El Escapulario del Carmen no es un salvoconducto ni una especie de visa para librarse del infierno. Sí, quien porta adecuadamente el escapulario se libra del purgatorio. Sólo que no olvidemos que el “adecuadamente” implica que se debe guardar la castidad de acuerdo con el propio estado (ya sea soltero o casado) y llevar una vida de devoción a la Virgen (sin olvidar los sacramentos). No es “por arte de magia”. 
Y no menos importante es el Patriarca san José. ¿Qué mayor dicha que ser el padre de su Dios y Esposo de su Reina? Casto, justo, una vida de oración, siempre atento al plan de Dios, supo interpretarlo y llevarlo a cabo. Hombre de silencio y recogimiento. Con una vida así, por supuesto tendrás una muerte de la mano de Jesús y María. 
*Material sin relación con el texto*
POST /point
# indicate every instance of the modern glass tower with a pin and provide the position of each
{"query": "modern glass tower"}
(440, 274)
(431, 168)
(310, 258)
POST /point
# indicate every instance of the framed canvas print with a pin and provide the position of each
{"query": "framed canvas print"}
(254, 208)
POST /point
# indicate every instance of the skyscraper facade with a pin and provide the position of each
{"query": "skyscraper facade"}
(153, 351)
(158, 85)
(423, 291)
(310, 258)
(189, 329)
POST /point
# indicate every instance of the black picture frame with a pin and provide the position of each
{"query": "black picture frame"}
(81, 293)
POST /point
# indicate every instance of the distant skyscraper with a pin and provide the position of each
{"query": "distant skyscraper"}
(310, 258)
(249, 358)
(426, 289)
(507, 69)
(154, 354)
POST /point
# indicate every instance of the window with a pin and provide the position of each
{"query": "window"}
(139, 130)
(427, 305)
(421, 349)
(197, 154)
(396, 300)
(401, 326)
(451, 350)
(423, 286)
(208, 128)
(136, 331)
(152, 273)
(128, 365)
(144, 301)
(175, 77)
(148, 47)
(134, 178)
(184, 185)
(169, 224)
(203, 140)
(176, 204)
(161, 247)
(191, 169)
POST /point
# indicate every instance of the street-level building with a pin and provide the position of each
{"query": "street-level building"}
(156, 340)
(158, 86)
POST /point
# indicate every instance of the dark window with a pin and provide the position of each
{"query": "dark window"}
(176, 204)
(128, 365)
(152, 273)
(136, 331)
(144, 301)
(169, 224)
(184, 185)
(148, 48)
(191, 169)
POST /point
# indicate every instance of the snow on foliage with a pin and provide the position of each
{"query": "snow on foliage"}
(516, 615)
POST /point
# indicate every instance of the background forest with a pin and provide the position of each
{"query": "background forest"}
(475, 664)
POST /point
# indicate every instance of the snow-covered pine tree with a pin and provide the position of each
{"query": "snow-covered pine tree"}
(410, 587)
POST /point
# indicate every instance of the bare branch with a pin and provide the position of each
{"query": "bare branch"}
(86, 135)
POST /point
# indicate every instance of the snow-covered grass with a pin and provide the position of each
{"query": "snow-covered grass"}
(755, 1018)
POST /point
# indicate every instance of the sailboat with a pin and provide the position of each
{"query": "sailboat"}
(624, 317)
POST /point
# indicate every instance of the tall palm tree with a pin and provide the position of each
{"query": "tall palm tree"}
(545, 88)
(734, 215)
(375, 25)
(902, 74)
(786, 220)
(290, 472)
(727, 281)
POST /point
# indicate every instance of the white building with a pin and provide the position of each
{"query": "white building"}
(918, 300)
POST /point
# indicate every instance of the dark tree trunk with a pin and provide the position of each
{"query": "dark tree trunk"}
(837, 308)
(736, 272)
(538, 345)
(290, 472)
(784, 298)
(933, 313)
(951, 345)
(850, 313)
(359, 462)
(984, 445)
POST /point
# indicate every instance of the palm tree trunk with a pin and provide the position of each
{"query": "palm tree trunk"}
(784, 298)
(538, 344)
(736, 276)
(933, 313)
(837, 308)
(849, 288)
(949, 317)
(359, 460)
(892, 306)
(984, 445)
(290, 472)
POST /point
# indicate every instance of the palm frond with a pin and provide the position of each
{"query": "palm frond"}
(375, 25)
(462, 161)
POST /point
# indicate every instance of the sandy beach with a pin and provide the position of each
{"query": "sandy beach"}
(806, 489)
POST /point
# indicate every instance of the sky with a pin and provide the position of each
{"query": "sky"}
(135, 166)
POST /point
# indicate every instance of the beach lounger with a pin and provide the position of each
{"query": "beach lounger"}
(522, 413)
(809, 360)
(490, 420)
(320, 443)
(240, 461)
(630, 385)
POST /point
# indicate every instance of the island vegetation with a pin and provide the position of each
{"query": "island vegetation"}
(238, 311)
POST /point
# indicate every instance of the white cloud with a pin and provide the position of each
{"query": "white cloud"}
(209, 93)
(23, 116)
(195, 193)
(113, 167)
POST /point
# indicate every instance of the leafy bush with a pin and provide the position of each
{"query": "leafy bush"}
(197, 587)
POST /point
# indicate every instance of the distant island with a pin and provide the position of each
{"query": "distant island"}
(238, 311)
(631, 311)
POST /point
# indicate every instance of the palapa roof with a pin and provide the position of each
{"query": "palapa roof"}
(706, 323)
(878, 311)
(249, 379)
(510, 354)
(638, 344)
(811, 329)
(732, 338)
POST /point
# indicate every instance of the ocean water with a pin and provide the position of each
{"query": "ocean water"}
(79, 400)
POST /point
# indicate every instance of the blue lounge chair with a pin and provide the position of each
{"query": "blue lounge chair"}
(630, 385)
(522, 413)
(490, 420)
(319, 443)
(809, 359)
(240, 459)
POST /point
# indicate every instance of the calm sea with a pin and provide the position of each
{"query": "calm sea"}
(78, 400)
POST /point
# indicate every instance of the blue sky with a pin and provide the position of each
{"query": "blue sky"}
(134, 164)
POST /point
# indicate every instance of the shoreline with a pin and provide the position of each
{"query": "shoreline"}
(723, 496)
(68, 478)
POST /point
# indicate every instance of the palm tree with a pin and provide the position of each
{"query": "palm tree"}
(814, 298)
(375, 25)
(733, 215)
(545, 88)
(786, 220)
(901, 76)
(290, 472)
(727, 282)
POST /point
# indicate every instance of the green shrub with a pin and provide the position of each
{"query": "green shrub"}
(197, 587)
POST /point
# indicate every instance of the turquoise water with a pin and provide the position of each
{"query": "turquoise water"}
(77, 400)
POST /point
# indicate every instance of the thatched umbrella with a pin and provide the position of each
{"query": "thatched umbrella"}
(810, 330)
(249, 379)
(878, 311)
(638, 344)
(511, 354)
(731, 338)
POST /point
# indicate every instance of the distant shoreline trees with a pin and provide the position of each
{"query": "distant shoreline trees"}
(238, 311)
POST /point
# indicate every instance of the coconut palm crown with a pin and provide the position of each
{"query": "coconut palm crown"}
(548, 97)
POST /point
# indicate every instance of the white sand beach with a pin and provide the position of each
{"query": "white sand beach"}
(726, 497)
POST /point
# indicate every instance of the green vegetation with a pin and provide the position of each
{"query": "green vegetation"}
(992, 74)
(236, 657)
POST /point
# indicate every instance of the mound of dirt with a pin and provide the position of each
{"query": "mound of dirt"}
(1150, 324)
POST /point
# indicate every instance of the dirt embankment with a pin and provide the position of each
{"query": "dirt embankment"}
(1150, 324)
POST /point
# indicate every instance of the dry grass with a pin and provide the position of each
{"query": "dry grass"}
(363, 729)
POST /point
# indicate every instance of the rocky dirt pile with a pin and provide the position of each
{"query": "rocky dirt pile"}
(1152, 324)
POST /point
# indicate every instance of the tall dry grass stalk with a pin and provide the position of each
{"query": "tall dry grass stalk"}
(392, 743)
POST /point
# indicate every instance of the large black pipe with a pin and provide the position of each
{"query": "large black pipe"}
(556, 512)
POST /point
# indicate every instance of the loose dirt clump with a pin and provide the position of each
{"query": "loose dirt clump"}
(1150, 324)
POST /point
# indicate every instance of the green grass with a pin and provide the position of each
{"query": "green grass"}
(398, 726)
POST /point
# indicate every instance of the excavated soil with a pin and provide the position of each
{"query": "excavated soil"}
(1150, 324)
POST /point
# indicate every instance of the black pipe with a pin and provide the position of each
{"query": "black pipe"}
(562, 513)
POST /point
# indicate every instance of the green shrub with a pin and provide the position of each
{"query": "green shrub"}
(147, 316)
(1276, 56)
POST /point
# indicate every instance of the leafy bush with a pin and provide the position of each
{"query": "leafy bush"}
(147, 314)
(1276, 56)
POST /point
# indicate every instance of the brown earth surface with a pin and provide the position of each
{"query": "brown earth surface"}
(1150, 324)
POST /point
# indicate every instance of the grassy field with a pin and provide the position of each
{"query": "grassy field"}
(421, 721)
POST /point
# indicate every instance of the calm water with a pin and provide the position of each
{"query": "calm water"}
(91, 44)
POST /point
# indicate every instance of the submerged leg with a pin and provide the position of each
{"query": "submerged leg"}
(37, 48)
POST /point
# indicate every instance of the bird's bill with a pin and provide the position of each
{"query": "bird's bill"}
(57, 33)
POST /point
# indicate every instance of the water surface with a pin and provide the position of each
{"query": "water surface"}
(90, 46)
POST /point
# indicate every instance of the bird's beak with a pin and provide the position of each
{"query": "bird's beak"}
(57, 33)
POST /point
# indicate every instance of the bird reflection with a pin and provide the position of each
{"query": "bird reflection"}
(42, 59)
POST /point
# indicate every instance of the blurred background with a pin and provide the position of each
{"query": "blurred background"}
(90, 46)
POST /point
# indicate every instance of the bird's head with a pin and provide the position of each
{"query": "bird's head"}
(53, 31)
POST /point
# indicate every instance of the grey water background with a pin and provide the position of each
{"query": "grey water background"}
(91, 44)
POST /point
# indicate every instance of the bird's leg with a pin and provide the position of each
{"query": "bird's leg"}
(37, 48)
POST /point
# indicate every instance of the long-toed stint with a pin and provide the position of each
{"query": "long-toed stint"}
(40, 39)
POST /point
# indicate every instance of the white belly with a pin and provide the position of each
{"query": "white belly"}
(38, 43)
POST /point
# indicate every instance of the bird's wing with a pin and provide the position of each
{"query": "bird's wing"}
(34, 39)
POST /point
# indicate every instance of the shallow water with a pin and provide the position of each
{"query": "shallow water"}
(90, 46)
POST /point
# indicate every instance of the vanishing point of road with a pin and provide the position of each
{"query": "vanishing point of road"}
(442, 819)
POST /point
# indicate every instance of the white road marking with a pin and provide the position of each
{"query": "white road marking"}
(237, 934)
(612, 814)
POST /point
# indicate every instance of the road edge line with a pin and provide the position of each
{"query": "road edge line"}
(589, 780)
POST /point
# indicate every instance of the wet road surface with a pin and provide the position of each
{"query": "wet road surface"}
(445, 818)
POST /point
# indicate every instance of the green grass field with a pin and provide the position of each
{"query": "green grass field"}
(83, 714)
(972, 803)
Disculpa esta entrada tan larga, amado lector. Pero quería mostrarte lo que implica una verdadera devoción a los santos. No es adorarlos, no son milagrosos. Fueron hombres y mujeres, como tú y como yo, que supieron decirle sí al Señor, levantarse de sus caídas y seguir adelante. Día a día forjaron su amistad hacia Él y nos dejaron un gran ejemplo, al alcance de nuestra mano, que podemos imitar para también ser amigos del Señor.